The plaintiffs, taxpayers living in Oklahoma, challenged the scholarship program by alleging that it violated its state constitution. They alleged that Article II, Section 5 of Oklahoma’s Constitution bans public money from being spent at sectarian institutions. Article II, Section 5 is a Blaine Amendment. I have previously posted about Blaine Amendments, which are state constitutional provisions adopted in the 19th Century to discriminate against Catholics. An Oklahoma trial court partially agreed with the plaintiffs, and held that money from the scholarship program could only be used at non-religious schools; no scholarship could be used at a religious institution.
The Oklahoma Supreme Court reversed and held that the entire program was constitutional: scholarship money can be spent at both religious and non-religious schools. The court explained that the scholarship program “is completely neutral with regard to religion.” Any scholarship that is used at a religious school is “the sole result of the parent’s independent decision completely free from state influence.” It further explained that schools receiving voucher funds are approved by meeting non-religious educational standards. According to the Court, the program’s religiously-neutral standards show that the state did not violate Article II, Section 5.

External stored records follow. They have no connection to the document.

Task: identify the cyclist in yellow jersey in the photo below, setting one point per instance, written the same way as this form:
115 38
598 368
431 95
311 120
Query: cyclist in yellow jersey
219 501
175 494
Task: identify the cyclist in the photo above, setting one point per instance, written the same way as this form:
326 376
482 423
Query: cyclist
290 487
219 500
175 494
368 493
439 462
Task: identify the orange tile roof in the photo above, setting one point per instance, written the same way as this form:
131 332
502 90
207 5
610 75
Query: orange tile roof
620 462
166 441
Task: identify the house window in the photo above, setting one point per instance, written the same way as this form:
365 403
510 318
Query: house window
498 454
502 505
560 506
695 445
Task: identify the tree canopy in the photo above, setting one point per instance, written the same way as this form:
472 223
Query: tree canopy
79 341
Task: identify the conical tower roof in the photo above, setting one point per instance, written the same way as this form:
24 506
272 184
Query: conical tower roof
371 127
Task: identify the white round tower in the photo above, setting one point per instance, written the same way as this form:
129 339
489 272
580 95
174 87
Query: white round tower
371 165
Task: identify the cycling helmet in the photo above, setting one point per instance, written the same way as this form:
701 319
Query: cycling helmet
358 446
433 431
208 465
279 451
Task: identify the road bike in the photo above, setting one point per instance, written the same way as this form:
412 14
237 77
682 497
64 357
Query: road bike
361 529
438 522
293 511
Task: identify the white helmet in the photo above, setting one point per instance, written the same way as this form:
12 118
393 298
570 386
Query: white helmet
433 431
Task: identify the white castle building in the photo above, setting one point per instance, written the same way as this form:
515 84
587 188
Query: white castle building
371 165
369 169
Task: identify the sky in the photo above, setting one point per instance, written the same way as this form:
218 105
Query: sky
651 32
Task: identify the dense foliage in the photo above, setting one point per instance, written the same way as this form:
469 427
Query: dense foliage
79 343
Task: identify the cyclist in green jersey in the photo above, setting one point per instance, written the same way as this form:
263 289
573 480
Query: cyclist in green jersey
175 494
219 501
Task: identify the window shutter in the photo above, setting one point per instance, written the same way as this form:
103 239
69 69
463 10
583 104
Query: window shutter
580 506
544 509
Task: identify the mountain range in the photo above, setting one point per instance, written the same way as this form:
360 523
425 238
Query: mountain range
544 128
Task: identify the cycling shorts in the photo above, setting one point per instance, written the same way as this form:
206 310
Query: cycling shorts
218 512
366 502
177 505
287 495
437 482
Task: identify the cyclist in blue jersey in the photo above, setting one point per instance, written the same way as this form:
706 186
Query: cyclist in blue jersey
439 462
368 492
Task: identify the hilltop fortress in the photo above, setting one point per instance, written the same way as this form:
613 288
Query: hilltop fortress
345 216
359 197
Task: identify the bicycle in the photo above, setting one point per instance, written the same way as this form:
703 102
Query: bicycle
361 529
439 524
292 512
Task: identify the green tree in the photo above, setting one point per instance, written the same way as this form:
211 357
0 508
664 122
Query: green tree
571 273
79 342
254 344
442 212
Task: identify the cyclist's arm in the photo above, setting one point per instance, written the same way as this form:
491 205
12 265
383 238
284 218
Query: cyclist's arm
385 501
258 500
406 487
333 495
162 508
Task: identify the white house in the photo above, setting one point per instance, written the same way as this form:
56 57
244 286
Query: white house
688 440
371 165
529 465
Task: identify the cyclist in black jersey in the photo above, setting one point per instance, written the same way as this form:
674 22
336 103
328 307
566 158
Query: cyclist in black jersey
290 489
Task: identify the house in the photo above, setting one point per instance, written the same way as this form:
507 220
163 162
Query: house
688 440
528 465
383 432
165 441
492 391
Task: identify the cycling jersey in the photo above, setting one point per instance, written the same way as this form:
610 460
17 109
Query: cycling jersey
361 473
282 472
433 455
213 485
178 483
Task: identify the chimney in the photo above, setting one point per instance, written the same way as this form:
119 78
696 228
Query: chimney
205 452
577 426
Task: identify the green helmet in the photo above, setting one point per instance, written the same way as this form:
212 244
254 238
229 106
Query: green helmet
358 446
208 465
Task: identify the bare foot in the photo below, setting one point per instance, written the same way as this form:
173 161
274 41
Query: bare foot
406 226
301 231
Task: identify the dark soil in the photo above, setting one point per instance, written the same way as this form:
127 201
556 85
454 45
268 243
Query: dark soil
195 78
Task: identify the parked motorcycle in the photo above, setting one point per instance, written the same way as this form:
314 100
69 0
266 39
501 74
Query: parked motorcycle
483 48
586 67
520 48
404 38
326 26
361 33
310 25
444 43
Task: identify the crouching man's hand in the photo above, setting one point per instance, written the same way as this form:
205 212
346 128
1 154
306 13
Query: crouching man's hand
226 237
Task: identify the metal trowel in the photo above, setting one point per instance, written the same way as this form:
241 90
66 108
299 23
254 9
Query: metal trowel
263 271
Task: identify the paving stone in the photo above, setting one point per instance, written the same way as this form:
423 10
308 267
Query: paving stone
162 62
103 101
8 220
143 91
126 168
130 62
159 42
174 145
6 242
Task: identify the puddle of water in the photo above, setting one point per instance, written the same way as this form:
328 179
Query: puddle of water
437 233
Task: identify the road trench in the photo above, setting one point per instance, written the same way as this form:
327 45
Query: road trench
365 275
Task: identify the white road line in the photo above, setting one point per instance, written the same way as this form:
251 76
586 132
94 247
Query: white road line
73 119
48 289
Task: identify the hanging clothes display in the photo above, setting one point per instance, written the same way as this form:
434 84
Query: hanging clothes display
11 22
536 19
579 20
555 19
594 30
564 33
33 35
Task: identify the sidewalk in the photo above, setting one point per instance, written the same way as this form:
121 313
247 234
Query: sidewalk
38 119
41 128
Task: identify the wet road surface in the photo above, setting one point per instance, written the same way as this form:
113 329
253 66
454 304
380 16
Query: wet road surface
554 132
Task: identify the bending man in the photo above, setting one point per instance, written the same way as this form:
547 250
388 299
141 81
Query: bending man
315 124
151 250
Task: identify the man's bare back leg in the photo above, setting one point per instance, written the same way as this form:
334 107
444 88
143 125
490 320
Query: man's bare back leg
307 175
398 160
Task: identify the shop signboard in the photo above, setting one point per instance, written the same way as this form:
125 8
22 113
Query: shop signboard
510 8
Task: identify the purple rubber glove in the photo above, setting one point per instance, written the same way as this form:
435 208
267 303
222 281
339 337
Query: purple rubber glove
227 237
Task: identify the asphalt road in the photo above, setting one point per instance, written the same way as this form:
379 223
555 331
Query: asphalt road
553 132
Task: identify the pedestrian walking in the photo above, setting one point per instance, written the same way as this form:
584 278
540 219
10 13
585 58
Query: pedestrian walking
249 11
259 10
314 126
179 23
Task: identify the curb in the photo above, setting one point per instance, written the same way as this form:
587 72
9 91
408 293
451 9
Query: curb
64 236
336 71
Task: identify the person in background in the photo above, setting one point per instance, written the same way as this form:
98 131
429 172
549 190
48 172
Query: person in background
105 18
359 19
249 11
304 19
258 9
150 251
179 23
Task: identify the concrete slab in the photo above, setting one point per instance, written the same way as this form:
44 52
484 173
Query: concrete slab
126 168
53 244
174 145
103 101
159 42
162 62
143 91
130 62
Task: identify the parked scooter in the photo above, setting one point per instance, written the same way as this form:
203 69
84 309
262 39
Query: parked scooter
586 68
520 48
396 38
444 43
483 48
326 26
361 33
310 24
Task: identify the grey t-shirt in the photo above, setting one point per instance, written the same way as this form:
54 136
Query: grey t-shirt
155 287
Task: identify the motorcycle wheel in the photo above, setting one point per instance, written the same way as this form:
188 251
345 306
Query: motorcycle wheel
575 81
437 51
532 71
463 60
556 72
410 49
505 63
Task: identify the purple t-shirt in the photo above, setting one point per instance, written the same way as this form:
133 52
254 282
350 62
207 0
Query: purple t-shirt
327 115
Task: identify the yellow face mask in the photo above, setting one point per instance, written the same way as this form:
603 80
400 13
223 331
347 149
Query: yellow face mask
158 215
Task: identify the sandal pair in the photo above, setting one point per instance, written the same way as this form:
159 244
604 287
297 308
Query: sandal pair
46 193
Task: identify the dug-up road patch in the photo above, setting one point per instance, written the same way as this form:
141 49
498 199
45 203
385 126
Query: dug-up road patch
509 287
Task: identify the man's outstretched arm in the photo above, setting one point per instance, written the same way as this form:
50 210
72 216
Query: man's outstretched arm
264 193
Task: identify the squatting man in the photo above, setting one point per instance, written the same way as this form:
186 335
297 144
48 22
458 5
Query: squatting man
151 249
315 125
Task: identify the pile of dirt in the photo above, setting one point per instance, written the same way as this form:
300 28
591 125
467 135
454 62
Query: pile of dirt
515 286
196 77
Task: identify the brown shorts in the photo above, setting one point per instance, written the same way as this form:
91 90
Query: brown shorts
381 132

Oliver is crucial for other potential school choice programs in the Sooner State. Oklahoma is currently considering whether to create a school voucher program for all of its students. Before Oliver was decided, state officials were hesitant to create a new voucher program because they were unsure whether it would violate Oklahoma’s constitution. This case should limit potential legal hurdles if Oklahoma does decide to expand school choice.